As a result of intensive studies to solve the above-mentioned problems, the present inventors have found that perovskite (ABO ₃ ) -based ceramic raw material powder contains Bi, Zn, B, Si, alkali metal and alkaline earth metal at a specific ratio. Dielectric ceramics containing a specific amount of glass powder containing glass are easily sintered even at a low temperature of about 650 ° C. to 900 ° C., and have a high relative dielectric constant even when sintered at such a low temperature. As a result, the present invention has been completed.
That is, the composition for forming a dielectric ceramic according to the present invention comprises a perovskite (ABO ₃ ) ceramic raw material powder, 35 wt% to 90 wt% Bi ₂ O ₃ , 2.5 wt% to 20 wt% in terms of oxide. Wt% ZnO, 1 wt% to 20 wt% B ₂ O ₃ , 0.5 wt% to 15 wt% SiO ₂ , 0.5 wt% to 15 wt% alkali metal oxide and 0.1 wt% % To 35% by weight of a glass powder containing an alkaline earth metal oxide, wherein the glass powder is 1% by weight with respect to the dielectric ceramic forming composition. It is characterized by containing 15% by weight.
The dielectric ceramic material according to the present invention is obtained by firing the above-described dielectric ceramic forming composition.

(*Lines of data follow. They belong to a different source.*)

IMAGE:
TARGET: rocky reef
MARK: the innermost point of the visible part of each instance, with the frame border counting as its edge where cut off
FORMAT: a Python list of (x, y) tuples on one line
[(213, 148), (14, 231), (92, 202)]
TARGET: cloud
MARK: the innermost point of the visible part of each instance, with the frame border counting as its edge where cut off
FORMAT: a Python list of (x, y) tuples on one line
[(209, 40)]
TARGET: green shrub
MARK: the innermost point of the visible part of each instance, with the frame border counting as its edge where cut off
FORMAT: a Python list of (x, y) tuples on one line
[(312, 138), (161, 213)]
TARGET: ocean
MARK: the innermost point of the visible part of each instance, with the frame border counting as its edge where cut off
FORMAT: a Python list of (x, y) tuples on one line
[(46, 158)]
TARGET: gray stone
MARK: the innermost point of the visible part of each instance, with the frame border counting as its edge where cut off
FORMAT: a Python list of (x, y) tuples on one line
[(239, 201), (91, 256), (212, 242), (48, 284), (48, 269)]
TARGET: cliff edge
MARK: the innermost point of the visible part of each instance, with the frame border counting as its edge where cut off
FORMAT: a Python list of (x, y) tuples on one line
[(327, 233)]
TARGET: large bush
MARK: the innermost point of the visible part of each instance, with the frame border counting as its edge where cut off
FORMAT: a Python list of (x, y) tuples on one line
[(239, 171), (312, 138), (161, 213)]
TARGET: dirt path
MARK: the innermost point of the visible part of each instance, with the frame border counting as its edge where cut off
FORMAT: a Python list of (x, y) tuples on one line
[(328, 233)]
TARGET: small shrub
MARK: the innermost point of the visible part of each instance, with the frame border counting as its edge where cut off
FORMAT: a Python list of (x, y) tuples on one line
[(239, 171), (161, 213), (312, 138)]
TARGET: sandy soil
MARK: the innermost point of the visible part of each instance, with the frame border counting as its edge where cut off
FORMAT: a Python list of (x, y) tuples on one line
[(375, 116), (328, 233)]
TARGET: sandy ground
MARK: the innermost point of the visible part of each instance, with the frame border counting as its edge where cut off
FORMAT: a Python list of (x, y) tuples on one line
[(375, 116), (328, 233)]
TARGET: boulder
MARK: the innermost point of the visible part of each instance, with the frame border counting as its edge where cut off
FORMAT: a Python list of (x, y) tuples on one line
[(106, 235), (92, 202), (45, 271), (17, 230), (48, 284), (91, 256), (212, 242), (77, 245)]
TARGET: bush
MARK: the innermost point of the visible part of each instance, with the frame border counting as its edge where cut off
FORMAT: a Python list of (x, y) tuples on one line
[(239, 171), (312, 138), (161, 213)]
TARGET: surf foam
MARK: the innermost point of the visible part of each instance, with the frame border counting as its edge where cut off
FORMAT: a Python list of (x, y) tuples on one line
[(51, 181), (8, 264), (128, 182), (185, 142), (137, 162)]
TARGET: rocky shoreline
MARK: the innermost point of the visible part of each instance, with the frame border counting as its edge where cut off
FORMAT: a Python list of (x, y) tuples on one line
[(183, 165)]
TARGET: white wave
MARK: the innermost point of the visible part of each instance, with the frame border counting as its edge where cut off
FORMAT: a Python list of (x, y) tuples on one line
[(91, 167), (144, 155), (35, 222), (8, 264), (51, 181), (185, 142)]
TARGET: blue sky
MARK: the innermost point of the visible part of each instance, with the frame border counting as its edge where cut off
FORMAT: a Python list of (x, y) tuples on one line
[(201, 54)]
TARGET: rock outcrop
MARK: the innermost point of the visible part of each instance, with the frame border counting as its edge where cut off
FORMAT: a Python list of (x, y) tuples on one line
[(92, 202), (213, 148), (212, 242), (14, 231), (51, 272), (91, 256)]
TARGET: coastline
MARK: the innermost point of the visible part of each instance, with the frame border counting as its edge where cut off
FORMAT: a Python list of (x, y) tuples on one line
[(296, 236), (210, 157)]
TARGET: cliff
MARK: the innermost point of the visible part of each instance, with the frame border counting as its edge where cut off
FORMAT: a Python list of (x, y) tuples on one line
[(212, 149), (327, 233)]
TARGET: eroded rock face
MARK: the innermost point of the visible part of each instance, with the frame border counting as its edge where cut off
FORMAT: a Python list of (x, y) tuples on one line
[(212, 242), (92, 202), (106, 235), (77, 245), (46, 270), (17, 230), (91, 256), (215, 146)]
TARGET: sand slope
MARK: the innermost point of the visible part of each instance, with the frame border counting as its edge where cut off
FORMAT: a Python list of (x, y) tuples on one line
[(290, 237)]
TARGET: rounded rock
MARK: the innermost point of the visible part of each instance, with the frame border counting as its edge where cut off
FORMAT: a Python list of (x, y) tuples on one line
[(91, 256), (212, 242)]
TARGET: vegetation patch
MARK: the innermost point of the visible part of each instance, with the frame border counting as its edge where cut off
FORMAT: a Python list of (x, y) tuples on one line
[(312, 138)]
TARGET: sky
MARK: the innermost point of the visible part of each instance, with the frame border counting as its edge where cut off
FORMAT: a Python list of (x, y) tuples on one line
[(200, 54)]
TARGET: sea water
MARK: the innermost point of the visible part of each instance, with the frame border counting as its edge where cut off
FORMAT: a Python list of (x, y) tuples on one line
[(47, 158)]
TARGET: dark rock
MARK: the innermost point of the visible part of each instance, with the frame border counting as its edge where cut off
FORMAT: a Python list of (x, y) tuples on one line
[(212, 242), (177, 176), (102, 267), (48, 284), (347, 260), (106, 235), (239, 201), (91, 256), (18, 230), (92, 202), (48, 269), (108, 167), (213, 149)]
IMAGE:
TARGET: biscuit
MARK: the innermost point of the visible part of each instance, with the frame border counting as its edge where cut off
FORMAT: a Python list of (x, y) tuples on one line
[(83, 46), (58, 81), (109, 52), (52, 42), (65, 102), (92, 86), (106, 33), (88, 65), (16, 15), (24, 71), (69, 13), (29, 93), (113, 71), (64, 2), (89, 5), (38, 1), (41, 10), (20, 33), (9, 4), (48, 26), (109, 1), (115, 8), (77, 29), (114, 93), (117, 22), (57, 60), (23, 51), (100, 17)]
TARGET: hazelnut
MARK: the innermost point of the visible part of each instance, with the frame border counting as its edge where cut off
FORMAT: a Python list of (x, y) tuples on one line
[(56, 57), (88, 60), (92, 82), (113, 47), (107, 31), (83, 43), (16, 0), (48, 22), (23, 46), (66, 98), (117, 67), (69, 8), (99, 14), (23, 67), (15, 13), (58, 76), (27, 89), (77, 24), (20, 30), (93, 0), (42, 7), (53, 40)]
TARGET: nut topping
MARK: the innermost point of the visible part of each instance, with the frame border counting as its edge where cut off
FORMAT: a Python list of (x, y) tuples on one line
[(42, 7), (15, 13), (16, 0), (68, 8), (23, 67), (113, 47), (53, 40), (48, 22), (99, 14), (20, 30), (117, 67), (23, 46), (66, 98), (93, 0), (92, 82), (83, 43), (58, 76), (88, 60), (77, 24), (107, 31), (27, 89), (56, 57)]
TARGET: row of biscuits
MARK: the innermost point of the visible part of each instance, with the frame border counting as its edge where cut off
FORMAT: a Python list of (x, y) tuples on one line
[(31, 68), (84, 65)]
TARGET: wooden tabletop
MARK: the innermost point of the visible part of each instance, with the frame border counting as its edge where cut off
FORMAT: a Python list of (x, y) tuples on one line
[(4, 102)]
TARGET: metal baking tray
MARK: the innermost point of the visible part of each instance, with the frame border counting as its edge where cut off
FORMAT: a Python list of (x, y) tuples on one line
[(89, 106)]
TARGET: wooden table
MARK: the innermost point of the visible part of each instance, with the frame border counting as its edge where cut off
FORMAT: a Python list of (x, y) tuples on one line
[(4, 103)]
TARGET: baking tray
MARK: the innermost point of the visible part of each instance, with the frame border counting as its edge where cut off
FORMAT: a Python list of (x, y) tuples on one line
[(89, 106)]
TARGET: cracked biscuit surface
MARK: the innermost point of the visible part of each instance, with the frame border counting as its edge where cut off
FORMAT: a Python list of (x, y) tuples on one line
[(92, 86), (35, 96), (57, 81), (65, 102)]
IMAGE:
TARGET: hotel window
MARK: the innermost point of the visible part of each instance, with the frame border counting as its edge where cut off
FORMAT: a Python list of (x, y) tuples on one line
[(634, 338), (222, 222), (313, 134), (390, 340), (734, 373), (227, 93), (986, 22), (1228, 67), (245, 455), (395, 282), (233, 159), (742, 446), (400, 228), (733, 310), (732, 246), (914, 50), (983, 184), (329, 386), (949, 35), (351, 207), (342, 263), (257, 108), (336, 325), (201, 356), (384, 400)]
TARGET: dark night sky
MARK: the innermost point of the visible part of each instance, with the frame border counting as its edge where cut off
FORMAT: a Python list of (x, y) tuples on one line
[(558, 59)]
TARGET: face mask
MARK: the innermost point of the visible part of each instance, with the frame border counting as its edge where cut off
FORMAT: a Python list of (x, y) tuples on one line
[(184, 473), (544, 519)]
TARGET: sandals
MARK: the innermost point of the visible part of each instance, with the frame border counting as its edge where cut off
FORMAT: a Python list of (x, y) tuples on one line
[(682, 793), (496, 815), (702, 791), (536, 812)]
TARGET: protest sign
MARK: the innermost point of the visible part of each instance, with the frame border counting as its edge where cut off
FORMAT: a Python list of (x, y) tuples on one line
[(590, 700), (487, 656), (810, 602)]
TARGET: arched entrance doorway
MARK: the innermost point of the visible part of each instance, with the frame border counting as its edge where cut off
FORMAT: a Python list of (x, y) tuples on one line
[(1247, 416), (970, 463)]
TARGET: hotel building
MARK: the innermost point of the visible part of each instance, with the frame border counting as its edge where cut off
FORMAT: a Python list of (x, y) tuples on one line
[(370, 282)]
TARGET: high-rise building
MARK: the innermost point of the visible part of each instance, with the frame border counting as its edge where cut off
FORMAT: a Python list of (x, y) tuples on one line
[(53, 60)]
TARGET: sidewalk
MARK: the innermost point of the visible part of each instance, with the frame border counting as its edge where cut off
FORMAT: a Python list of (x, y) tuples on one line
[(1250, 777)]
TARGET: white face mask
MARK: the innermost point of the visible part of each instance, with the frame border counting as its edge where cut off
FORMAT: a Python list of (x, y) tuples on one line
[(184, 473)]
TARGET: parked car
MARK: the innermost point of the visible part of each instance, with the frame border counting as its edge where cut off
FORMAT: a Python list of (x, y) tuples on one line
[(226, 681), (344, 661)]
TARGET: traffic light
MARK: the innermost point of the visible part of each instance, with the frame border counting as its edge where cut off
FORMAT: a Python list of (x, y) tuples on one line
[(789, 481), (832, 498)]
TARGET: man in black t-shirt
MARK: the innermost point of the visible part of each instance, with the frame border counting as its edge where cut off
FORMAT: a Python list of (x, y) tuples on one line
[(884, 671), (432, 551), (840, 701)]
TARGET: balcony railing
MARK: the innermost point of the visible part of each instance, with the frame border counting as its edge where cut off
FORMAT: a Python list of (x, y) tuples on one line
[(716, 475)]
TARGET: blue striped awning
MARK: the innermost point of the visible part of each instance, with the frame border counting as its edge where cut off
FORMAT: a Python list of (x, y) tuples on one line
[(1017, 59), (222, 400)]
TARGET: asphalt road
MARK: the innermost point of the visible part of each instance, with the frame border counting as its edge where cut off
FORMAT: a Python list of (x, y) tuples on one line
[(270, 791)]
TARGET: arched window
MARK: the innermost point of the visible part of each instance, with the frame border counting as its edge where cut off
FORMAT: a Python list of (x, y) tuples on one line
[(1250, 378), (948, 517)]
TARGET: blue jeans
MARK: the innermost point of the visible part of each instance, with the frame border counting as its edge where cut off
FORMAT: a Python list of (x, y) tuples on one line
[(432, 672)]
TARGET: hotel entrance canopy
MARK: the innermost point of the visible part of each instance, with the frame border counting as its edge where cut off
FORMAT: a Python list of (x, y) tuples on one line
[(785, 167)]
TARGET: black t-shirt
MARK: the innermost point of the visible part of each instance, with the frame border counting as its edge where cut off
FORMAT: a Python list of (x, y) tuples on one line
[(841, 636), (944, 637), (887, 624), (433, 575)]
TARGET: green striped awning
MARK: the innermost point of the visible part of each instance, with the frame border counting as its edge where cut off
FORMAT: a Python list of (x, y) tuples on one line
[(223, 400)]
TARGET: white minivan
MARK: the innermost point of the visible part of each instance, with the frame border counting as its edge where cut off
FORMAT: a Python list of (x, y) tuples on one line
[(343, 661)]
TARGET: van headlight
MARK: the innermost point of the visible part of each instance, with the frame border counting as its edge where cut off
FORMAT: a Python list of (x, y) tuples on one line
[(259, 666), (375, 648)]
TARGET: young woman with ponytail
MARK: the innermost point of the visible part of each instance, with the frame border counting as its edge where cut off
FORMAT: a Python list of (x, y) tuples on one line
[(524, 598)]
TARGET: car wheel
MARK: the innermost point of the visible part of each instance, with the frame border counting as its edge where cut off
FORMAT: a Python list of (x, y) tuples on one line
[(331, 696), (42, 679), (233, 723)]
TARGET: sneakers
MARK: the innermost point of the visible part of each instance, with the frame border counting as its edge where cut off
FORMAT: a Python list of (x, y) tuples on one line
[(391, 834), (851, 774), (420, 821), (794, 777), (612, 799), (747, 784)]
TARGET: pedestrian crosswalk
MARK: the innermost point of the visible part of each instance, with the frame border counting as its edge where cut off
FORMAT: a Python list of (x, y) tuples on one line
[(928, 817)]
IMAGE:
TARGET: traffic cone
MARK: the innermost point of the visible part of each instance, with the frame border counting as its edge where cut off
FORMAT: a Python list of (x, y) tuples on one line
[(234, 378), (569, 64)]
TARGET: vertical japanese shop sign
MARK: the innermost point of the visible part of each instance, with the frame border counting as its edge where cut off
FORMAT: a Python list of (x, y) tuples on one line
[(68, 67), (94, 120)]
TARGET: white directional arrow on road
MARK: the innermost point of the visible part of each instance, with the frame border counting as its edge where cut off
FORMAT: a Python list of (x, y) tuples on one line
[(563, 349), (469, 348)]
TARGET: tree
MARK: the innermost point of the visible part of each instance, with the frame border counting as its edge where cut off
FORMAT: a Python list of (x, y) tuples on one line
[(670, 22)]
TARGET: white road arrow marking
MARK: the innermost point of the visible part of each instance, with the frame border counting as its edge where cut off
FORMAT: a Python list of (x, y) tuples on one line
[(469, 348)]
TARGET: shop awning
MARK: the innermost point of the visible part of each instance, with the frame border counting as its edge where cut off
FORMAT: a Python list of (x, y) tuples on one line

The dielectric ceramic forming composition according to the present invention can obtain a dielectric ceramic material having a high relative dielectric constant even when sintered at a lower temperature than conventional. The obtained dielectric ceramic material can be used, for example, as a dielectric material of a thin layer ceramic capacitor, as well as a printed wiring board, a multilayer printed wiring board, an electrode ceramic circuit board, a glass ceramic circuit board, a circuit peripheral material, It can also be suitably used as a dielectric material for electronic components such as inorganic EL and plasma displays.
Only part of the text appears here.